Kata ‘kenyamanan’ dan ‘keamanan’ yang terdapat dalam UU Perlindungan Konsumen menjadi kata kunci dalam permasalahan kali ini. Kenyamanan yang dijanjikan seolah olah hanya sebuah rangkaian kata yang indah. Pelaksanaannya sama sekali tidak mudah diwujudkan. SMS selalu datang setiap hari, penipuan juga menyelinap masuk. Bahkan, apabila kita jalan jalan ke stasiun kereta api, bandara dan sebagainya tidak jarang kita mendaptkan SMS lebih dari 4 kali untuk menawarkan produk mereka. Selain itu, kata ‘keamanan’ tampak menawan hati pengguna jasa operator seluler, meski hanya menjadi buaian kata.

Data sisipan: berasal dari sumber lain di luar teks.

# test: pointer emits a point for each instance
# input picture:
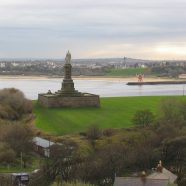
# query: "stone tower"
(67, 96)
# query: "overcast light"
(148, 29)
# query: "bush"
(13, 104)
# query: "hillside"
(115, 112)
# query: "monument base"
(75, 101)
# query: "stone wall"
(57, 101)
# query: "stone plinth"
(67, 96)
(58, 101)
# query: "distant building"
(42, 146)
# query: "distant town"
(92, 67)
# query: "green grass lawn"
(115, 112)
(127, 72)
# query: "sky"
(145, 29)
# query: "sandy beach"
(128, 79)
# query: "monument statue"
(68, 96)
(68, 58)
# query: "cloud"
(37, 26)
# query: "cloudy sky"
(148, 29)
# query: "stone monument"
(67, 96)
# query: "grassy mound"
(115, 112)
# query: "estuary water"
(104, 88)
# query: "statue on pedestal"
(68, 58)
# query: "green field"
(115, 112)
(127, 72)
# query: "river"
(104, 88)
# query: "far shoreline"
(111, 78)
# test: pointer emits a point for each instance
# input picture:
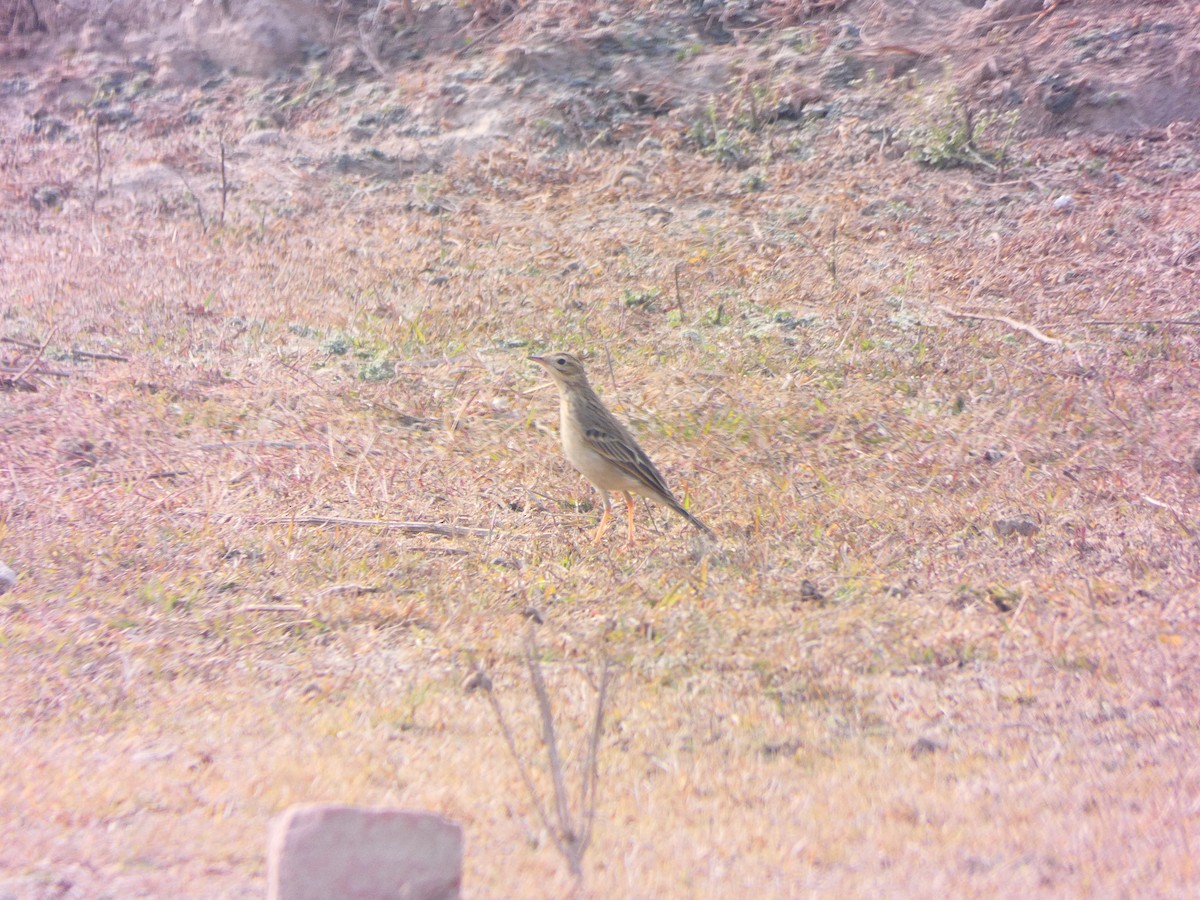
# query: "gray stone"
(319, 851)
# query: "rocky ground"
(901, 295)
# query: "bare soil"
(900, 297)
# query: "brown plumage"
(600, 448)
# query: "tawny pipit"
(601, 448)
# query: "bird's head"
(563, 367)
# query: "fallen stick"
(1012, 323)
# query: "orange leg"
(604, 520)
(630, 503)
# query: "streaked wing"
(619, 448)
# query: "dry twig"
(570, 837)
(1006, 321)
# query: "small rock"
(1024, 526)
(7, 579)
(924, 747)
(319, 851)
(477, 681)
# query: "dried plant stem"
(570, 837)
(390, 525)
(1003, 319)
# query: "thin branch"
(1174, 513)
(91, 354)
(591, 769)
(1141, 322)
(486, 683)
(33, 363)
(683, 313)
(319, 521)
(1003, 319)
(225, 184)
(551, 741)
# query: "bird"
(600, 448)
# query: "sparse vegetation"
(271, 486)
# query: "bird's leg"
(604, 517)
(630, 503)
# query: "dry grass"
(957, 713)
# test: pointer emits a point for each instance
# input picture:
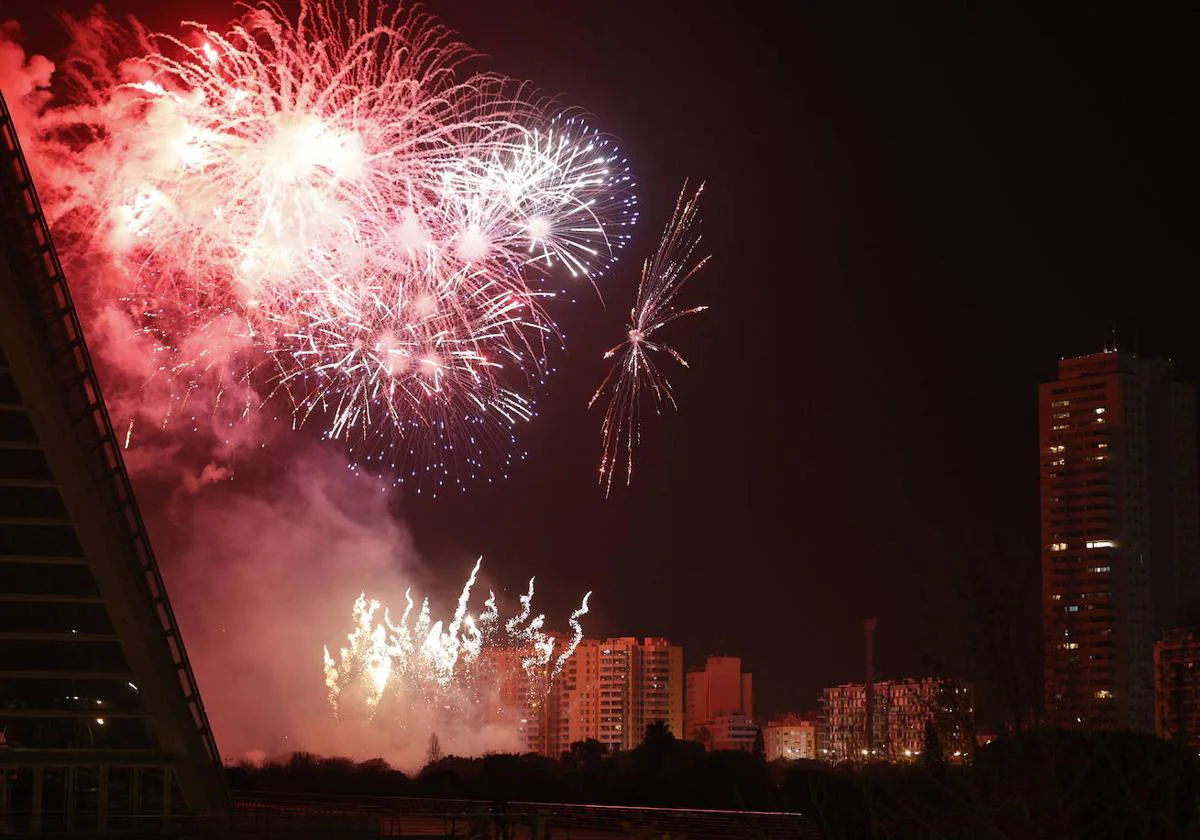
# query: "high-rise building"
(99, 706)
(791, 737)
(901, 709)
(717, 688)
(611, 690)
(1119, 533)
(658, 685)
(1177, 687)
(732, 731)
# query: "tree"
(931, 754)
(658, 733)
(587, 753)
(433, 751)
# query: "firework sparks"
(479, 669)
(634, 371)
(333, 195)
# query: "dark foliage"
(1038, 785)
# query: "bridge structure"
(102, 730)
(100, 713)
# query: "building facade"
(901, 708)
(732, 731)
(718, 688)
(1119, 533)
(791, 738)
(1177, 687)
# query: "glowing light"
(634, 371)
(461, 664)
(325, 209)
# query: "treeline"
(1042, 784)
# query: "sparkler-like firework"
(634, 372)
(477, 670)
(330, 193)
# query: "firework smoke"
(328, 209)
(634, 371)
(474, 671)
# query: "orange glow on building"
(719, 688)
(611, 690)
(1177, 687)
(1119, 533)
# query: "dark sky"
(912, 215)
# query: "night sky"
(913, 215)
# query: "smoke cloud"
(262, 579)
(24, 79)
(264, 535)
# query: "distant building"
(732, 731)
(1120, 558)
(658, 685)
(791, 737)
(719, 688)
(901, 711)
(611, 690)
(1177, 687)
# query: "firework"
(478, 669)
(634, 372)
(366, 227)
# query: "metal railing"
(539, 819)
(47, 293)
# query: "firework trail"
(478, 670)
(328, 208)
(634, 371)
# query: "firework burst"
(634, 372)
(330, 193)
(480, 669)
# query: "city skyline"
(935, 265)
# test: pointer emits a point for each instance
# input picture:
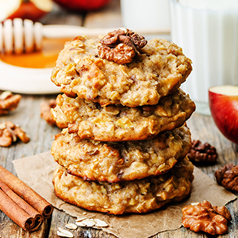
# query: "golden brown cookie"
(159, 69)
(119, 123)
(120, 161)
(137, 196)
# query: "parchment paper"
(37, 172)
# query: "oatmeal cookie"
(137, 196)
(159, 69)
(121, 161)
(120, 123)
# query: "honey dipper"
(24, 36)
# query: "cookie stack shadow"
(124, 140)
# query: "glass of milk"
(207, 31)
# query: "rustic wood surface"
(27, 115)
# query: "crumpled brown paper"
(37, 172)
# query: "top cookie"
(156, 70)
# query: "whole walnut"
(204, 217)
(227, 176)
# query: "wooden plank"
(107, 17)
(27, 115)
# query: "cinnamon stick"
(26, 193)
(13, 211)
(36, 217)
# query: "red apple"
(82, 5)
(223, 103)
(25, 9)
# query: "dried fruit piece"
(9, 133)
(202, 153)
(121, 46)
(204, 217)
(8, 102)
(45, 111)
(227, 176)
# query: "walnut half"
(227, 176)
(45, 111)
(205, 217)
(8, 102)
(202, 152)
(9, 133)
(121, 46)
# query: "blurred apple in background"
(82, 5)
(25, 9)
(223, 103)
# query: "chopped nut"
(45, 111)
(64, 233)
(227, 176)
(121, 46)
(9, 133)
(8, 102)
(202, 153)
(204, 217)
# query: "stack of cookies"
(124, 141)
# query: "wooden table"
(28, 116)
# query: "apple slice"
(223, 103)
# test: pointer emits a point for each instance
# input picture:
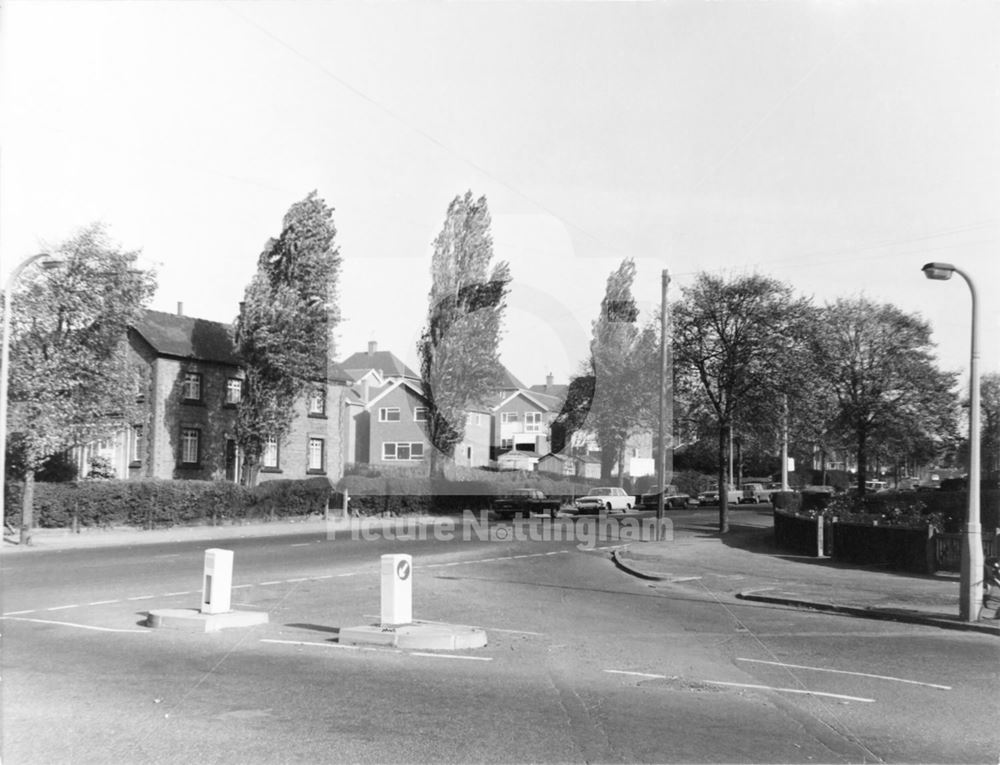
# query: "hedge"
(154, 502)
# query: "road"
(584, 663)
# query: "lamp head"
(938, 271)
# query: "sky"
(835, 146)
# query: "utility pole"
(663, 466)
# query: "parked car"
(610, 498)
(673, 497)
(711, 497)
(525, 502)
(754, 493)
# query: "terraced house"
(193, 383)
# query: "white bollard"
(218, 581)
(397, 590)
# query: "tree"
(624, 361)
(284, 332)
(989, 394)
(889, 395)
(737, 343)
(72, 377)
(459, 356)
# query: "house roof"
(386, 362)
(187, 337)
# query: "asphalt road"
(584, 663)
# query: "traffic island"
(193, 620)
(215, 612)
(417, 636)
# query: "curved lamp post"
(48, 262)
(971, 595)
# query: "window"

Tidak hanya itu, beberapa peraturan juga dilanggar, seperti UU Nomor 36 Tahun 1999 tentang Telekomunikasi dan UU Nomor 11 Tahun 2008 tentang ITE, maupun peraturan-peraturan lainnya. Pelanggaran tersebut yaitu mengenai SMS Spam yang merugikan konsumen. SMS Spam yang dikirimkan ke pelanggan tanpa izin dan tidak mengantongi izin dari Badan Regulasi Telekomunikasi Indonesia ini melanggar Permenkominfo No 01/2009 tentang Penyelenggaraan Jasa Pesan Premium dan Pengiriman Jasa Pesan Singkat.
Dasar Gugatan yang Diajukan Konsumen
Hanum R Helmi menuliskan topik ini dalam jurnalnya yang berjudul Perlindungan Hukum Bagi Pengguna Jasa Operator Seluler Atas Adanya Short Message Service (SMS) Spam. Hanum menjelaskan bahwa terdapat dua dasar gugatan yang dapat diajukan konsumen yakni Perbuatan Melanggar Hukum (PMH) dan UU Perlindungan Konsumen. PMH yang dilakukan oleh pihak operator dibuktikan dengan adanya keluh kesah konsumen yang timbul oleh adanya SMS Spam. Pihak operator dengan sengaja mengirimkan SMS broadcast berupa penawaran yang bersifat komersiil. SMS yang pengirimannya tidak dikehendaki oleh konsumen tersebut telah mengganggu kenyamanan konsumen.
Lalu, kedua ialah atas dasar UU Perlindungan Konsumen. Pihak operator dengan sengaja mengirimkan SMS broadcast berupa penawaran yang bersifat komersil yang pengirimannya tidak dikehendaki oleh konsumen tersebut telah mengganggu kenyamanan konsumen. Dalam hal ini pihak operator telah melakukan pelanggaran terhadap hak konsumen, yaitu hak atas kenyamanan.
Menggagas Revisi UU Perlindungan Konsumen
Tampaknya, UU Perlindungan Konsumen UU No.8 Tahun 1999 menjadi tombak utama dari permasalahan kali ini. Dikarenakan belum adanya aturan yang mengatur secara khusus mengenai SMS Broadcast yang dilakukan oleh jasa operator layanan. Ambiguitas UU Perlindungan Konsumen tampaknya harus benar-benar di revisi, terlebih sudah sekitar 20 tahun sudah tidak direvisi dan sudah mulai tidak sesuai dengan perkembangan zaman.